Filter Bubbles and Echo Chambers: Pre-digital Origins and Elements of Novelty - Reflections from a Media Education Perspective




Filter bubbles, Echo chambers, Digital platforms, Media education, Critical thinking


As pointed out by Edgar Morin, a crucial issue for contemporary pedagogy is to understand how to support the new generations in acquiring the ability to orient themselves in the abundance of information made available by digital technologies. In order to do this, a first necessary step is to acquire a greater awareness about the processes through which digital platforms filter the information we have access to. It is therefore relevant to examine how online content personalisation tends to produce filter bubbles and echo chambers, namely to expose users mainly to contents that confirm their preexisting opinions, rather than showing them new stimuli or different worldviews. The origins of such phenomena lie in psychological and social dynamics dating back to long before the appearance of digital technologies: confirmation bias, propensity to homophily and polarisation in homogeneous groups.

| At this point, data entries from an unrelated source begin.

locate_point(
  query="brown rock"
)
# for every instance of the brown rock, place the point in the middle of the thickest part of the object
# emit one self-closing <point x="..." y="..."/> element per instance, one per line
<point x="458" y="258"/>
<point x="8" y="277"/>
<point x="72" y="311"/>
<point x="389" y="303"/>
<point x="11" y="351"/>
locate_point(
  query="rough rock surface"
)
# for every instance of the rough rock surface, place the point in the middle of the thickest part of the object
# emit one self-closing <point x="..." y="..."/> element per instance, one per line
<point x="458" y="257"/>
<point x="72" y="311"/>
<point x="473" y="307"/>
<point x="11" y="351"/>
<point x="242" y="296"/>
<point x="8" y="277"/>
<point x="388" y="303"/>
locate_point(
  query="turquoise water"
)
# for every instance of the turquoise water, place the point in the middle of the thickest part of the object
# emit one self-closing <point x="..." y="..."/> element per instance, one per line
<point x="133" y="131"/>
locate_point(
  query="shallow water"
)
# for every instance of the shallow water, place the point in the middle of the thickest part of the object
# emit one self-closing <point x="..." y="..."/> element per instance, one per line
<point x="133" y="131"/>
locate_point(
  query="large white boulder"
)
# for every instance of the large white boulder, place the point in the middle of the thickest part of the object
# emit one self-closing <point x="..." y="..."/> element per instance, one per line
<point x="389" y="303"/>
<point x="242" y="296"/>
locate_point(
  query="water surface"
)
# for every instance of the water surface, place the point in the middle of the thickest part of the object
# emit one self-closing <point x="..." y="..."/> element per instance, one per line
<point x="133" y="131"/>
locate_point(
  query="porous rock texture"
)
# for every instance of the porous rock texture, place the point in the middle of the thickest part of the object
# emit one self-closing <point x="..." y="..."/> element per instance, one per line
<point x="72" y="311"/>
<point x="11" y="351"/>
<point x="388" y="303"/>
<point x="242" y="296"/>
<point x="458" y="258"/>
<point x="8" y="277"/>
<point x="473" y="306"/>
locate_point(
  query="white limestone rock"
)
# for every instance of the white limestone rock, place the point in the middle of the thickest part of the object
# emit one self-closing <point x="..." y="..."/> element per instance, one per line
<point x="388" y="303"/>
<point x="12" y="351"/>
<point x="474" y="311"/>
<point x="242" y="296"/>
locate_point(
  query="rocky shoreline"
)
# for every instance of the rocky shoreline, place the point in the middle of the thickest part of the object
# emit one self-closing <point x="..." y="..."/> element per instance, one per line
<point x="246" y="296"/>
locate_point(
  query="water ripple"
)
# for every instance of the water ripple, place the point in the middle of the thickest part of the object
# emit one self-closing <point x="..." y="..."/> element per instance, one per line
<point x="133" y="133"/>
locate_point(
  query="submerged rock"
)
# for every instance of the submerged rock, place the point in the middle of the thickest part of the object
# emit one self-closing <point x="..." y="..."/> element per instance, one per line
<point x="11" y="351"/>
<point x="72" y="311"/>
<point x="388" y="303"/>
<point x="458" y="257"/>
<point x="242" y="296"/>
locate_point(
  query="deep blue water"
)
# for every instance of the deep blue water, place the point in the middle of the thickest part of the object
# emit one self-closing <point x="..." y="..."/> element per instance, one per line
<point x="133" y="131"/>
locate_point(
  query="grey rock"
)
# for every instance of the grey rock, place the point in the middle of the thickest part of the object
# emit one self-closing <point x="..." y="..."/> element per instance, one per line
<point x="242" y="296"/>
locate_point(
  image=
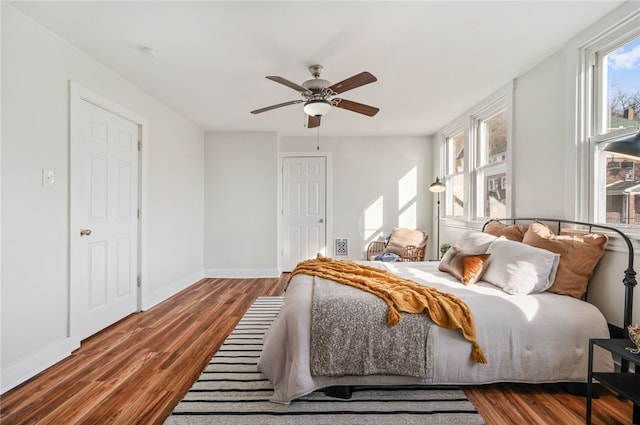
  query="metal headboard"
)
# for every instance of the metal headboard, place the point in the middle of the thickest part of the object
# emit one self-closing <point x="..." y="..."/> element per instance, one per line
<point x="629" y="274"/>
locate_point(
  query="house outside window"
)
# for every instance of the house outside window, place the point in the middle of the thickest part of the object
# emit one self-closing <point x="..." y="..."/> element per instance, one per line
<point x="611" y="100"/>
<point x="491" y="141"/>
<point x="454" y="174"/>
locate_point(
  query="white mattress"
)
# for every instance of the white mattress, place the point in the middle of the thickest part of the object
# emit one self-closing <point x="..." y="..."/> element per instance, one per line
<point x="526" y="338"/>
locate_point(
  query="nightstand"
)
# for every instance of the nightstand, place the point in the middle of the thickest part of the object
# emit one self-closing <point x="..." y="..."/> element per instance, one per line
<point x="625" y="384"/>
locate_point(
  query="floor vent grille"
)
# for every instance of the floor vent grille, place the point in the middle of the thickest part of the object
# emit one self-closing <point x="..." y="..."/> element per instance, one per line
<point x="342" y="247"/>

Nevertheless, the formation of such “bubbles” in the digital contexts shows some novel characteristics that deserve to be considered: every user is alone in his/her bubble, the bubble is invisible and the fact of entering in it does not depend on user’s choice. After the analysis of the main features of filter bubbles and echo chambers, I will propose some considerations about how these issues can be dealt with from the perspective of a media education aimed to combine critical analysis and creative practice.